April 6th, 2018 by Adam Armstrong
Intel SSD DC P4510 Review
Introduced earlier this year, the DC P4510 Series is Intel’s new data center NVMe SSD. Designed specifically for the Cloud (with the tagline “Cloud Inspired. Storage Optimized.”), the P4510 is Intel’s first enterprise 64-layer 3D NAND SSD. Leveraging this technology, the company was able to drive the capacity of the drive up to 8TB, all the while being able to fit it in a U.2, 15mm form factor.
The expanded capacity can help companies either consolidate workloads or support broader cloud workloads better, enabling service providers to increase the number of users and improve data service levels. Along with the high capacity, the drive has improved QoS that utilizes an intelligent firmware algorithm that keeps host and background read/write data at an optimum balance. The P4510 has quoted performance of 3.2GB/s read and 3GB/s write, as well as 637K IOPS read and 139K IOPs write.
The drive series also minimizes service disruptions through enhanced SMART monitoring of drive health and status, using an in-band mechanism and out-of-band access. This helps in the event of sudden power loss as well to prevent data from being lost along with it. The P4510 has firmware enhancements built into its new 3D NAND that prioritizes host workloads, thus ensuring better service levels.
The Intel DC P4510 comes in capacities of 1TB, 2TB, 4TB, and 8TB and uses the NVMe specification 1.2. For this review we will be looking at both the 2TB and the 8TB models.

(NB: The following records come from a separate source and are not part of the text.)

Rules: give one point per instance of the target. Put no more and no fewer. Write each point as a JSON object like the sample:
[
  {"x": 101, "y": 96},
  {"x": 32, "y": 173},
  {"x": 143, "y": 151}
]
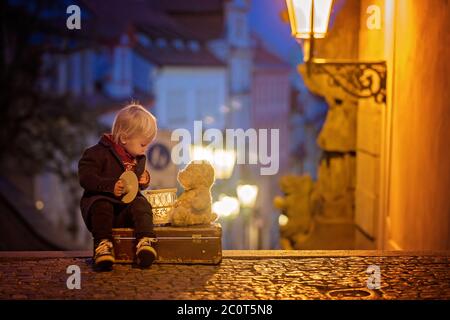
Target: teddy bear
[
  {"x": 194, "y": 204},
  {"x": 297, "y": 206}
]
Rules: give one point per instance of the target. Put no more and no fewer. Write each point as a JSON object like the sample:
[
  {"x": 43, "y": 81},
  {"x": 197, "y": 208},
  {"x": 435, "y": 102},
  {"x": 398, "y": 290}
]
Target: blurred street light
[
  {"x": 247, "y": 194},
  {"x": 226, "y": 207},
  {"x": 222, "y": 160},
  {"x": 309, "y": 17}
]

Intel DC P4510 specifications
|Interface||PCIe 3.1 x4, NVMe 1.2|
|Form factor||U.2 2.5” 15mm|
|NAND||Intel 3D NAND Technology, 64-layer, TLC|
|128k sequential read||up to 3,200MB/s|
|128k sequential write||up to 3,000MB/s|
|4k random read||up to 637,000 IOPS|
|4k random write||up to 139,000 IOPS|
|MTBF||2 million hours|
|UBER||1 sector per 10^17 bits read|
|Operating||2.17 GRMS (5-700 Hz)|
|Non-operating||3.13 GRMS (5-800 Hz)|
Our Enterprise SSD reviews leverage a Lenovo ThinkSystem SR850 for application tests and a Dell PowerEdge R740xd for synthetic benchmarks. The ThinkSystem SR850 is a well-equipped quad-CPU platform, offering CPU power well in excess of what's needed to stress high-performance local storage. Synthetic tests that don't require a lot of CPU resources use the more traditional dual-processor server. In both cases, the intent is to showcase local storage in the best light possible that aligns with storage vendor maximum drive specs.
Lenovo ThinkSystem SR850
- 4 x Intel Platinum 8160 CPU (2.1GHz x 24 Cores)

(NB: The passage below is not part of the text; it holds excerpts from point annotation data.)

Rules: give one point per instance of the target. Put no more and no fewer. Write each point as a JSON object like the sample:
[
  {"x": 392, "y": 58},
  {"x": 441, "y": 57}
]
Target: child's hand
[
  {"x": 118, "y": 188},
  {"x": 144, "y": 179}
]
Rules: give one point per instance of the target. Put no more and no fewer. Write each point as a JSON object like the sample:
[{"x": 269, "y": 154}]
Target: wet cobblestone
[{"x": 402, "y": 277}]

- 16 x 32GB DDR4-2666Mhz ECC DRAM
- 2 x RAID 930-8i 12Gb/s RAID Cards
- 8 NVMe Bays
- VMware ESXI 6.5
Dell PowerEdge R740xd
- 2 x Intel Gold 6130 CPU (2.1GHz x 16 Cores)
- 16 x 16GB DDR4-2666MHz ECC DRAM
- 1x PERC 730 2GB 12Gb/s RAID Card
- Add-in NVMe Adapter
Testing Background and Comparables
The StorageReview Enterprise Test Lab provides a flexible architecture for conducting benchmarks of enterprise storage devices in an environment comparable to what administrators encounter in real deployments. The Enterprise Test Lab incorporates a variety of servers, networking, power conditioning, and other network infrastructure that allows our staff to establish real-world conditions to accurately gauge performance during our reviews.
We incorporate these details about the lab environment and protocols into reviews so that IT professionals and those responsible for storage acquisition can understand the conditions under which we have achieved the following results. None of our reviews are paid for or overseen by the manufacturer of equipment we are testing. Additional details about the StorageReview Enterprise Test Lab and an overview of its networking capabilities are available on those respective pages.
Comparables for this review:
- Memblaze PBlaze5 3.2TB
- Memblaze PBlaze4 3.2TB
- Intel P3700 2TB
- Intel P4500 2TB
- HGST SN100 3.2TB
- Toshiba PX04 1.6TB
Application Workload Analysis
In order to understand the performance characteristics of enterprise storage devices, it is essential to model the infrastructure and the application workloads found in live-production environments. Our benchmarks for the Intel P4510 are therefore the MySQL OLTP performance via SysBench and Microsoft SQL Server OLTP performance with a simulated TCP-C workload. For our application workloads, each drive will be running 2-4 identically configured VMs.
SQL Server Performance
Each SQL Server VM is configured with two vDisks: 100GB volume for boot and a 500GB volume for the database and log files. From a system-resource perspective, we configured each VM with 16 vCPUs, 64GB of DRAM and leveraged the LSI Logic SAS SCSI controller. While our Sysbench workloads tested previously saturated the platform in both storage I/O and capacity, the SQL test is looking for latency performance.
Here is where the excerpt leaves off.